There’s a buzz around Long Island.
The Islanders, winners of eight of their last 10 (8-1-1), have surged up the Eastern Conference standings into the seventh place with seven games remaining.
But teams are knocking at the door – most notably, the rival New York Rangers, who have earned points in five of their last six (4-1-1) to stay in eighth place with 44 points, just two behind the Islanders.
All of this, along with the growing playoff-like atmosphere around every Islanders game, sets the stage for the highly-anticipated final regular season matchup between the teams, Saturday night at the Coliseum. The importance of Saturday’s tilt is not lost on Islanders forward Matt Moulson, but he says the players have to remain focused on the job at hand.
“We've had the experience over the last couple of weeks of playing a lot of intense important games,” Moulson said. “I don't think the crowd is going to treat it like any other game though. But we can’t psych ourselves out. We have to make sure we come out doing what we've been doing, and we’re prepared to work another tough battle. That’s nothing we're not used to.”
With the tight playoff race, the general feeling in the Islanders room is that the game in front of them is the most important game of the season. The compacted season has been one long crescendo from January until this point, with the past month’s games feeling more like postseason.
But Bob Nystrom, on the other hand, smiles big and laughs a bit when hearing comments like Moulson’s. Nystrom, an Islander from 1972-86, was a part of an Islanders franchise trying to make a name for itself by winning big games. “Mr. Islander” was an instrumental member of the squads that ended the Rangers Stanley Cup hopes four years in a row from 1981-84.
“I would have to say the players and coaches are downplaying it quite a bit,” Nystrom said. “It’s a huge game regardless of the opponent. But the fact that they're playing the Rangers takes it up about 30 notches. When you factor in how close they are, it adds more meaning. I'm sure it's going to be electric and the players are going to be pumped and everyone in the building will be going.”
Nystrom, who attends games at the Coliseum regularly and was at the Islanders Official Viewing Party at T.G.I. Friday’s in Westbury for Thursday night’s 2-1 win over Boston, has seen a palpable energy among the Islanders faithful in recent weeks.
“I was at a game the other night and the building was rocking,” Nystrom said. “There’s energy in the concourse in between periods. When a team starts playing like that, everyone gets involved to try to help the team get into the playoffs. It's magical. When you're a player you can sense that. Everywhere you go, the people are talking to you about that. They're urging you on, saying, 'You've got to make the playoffs this year.'”
Nystrom’s experiences were echoed on Tuesday night when a near-sellout crowd of Islanders fans chanted, “We want playoffs” as the clock ticked down on their 4-1 win over the Flyers.

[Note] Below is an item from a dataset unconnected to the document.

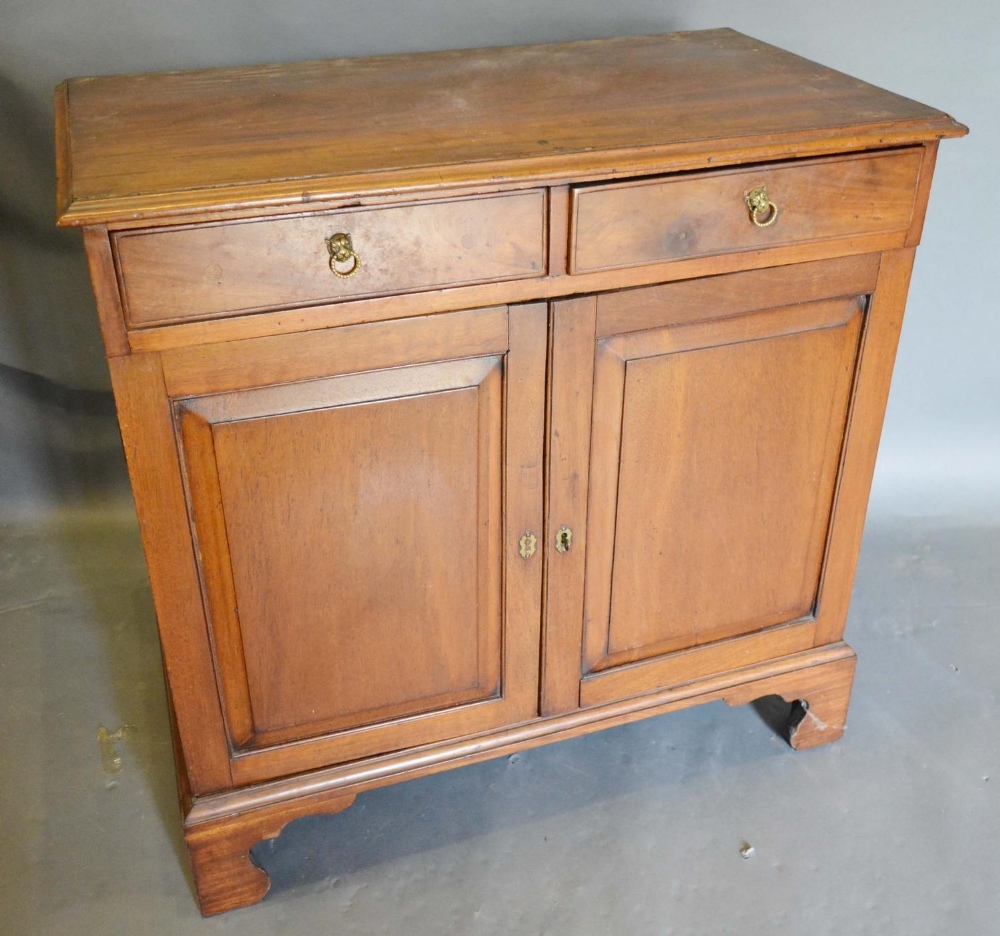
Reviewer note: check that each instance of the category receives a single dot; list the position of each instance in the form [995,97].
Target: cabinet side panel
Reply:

Fellow Islanders alum Butch Goring, now a television analyst for Islanders games, is among the majority who are glad to see the Islanders back on track. Goring says that the noise inside the building reminds him of the days when Nassau Coliseum earned the nickname “Fort Neverlose”.
“I’m talking on TV about home ice advantage all the time. The fan reaction over the last couple of games has really given that home ice advantage back to the Islanders, and maybe it’s not coincidental that the Islanders have been able to win hockey games as of late.”
Moulson says the players feel it too. The Islanders have won four straight at home by a combined 16-5 margin.
“When the Coliseum gets full and the crowd is into it, it's one of the best places to play,” Moulson said. “You feed off that energy. That's what home-ice advantage is all about. You get that confidence. Maybe sometimes your legs aren’t under you but the crowd gets you going. It's been great having that kind of support.”
Goring understands the effect the crowd can have on a game, especially in Uniondale. But he was never able to appreciate it during his playing career the same way he can from the press box, looking down on the action.
“As a player, obviously there are times when you hear the fans, particularly on the bench or during a big moment in the game,” Goring said. “But your focus is primarily on the game at hand. When I hear the fans start to get involved more in the game, I can enjoy it more now. We reminisce a little bit during the game about the good old days.”
Of all of Nystrom’s memories of big games, several against the cross-town rivals stick out. One of those was the 1984 Patrick Division Semi-Finals, in which Ken Morrow’s overtime goal lifted the Islanders to a 3-2 win in the deciding contest of the Best-of-five series.
“That was quite a series,” Nystrom said. “Don Maloney scored for the Rangers to tie it up real late in the game and force overtime. That goal that Kenny scored was huge. It was a big moment for all of us. We've had many great playoff battles against the Rangers. I think that buzz has picked up again, and it’s back.”
Talking about the rivalry’s cornerstone moments, Nystrom also alluded to a night when the Islanders got to spoil the Rangers season in enemy territory. In 1974-75, the franchise’s third season of existence, the Islanders earned their first winning record during the regular season, but it wasn’t until 11 seconds into overtime in the decisive Game 3 of the preliminary round at Madison Square Garden that the Islanders put themselves on the map for good.
“I would have to say the JP Parise goal way back when in '75 was our crowning moment because we were the ugly duckling and then we finally beat them out of the playoffs,” Nystrom said. “I think that made us feel real good about ourselves and I think it made our fans feel real good about us.”
And in many ways, the Islanders will be playing for that same pride again Saturday. While it’s not an elimination game, it certainly will have a playoff feel. Regular season games of this magnitude don’t come around often.
It’s good to have that buzz back in the old barn.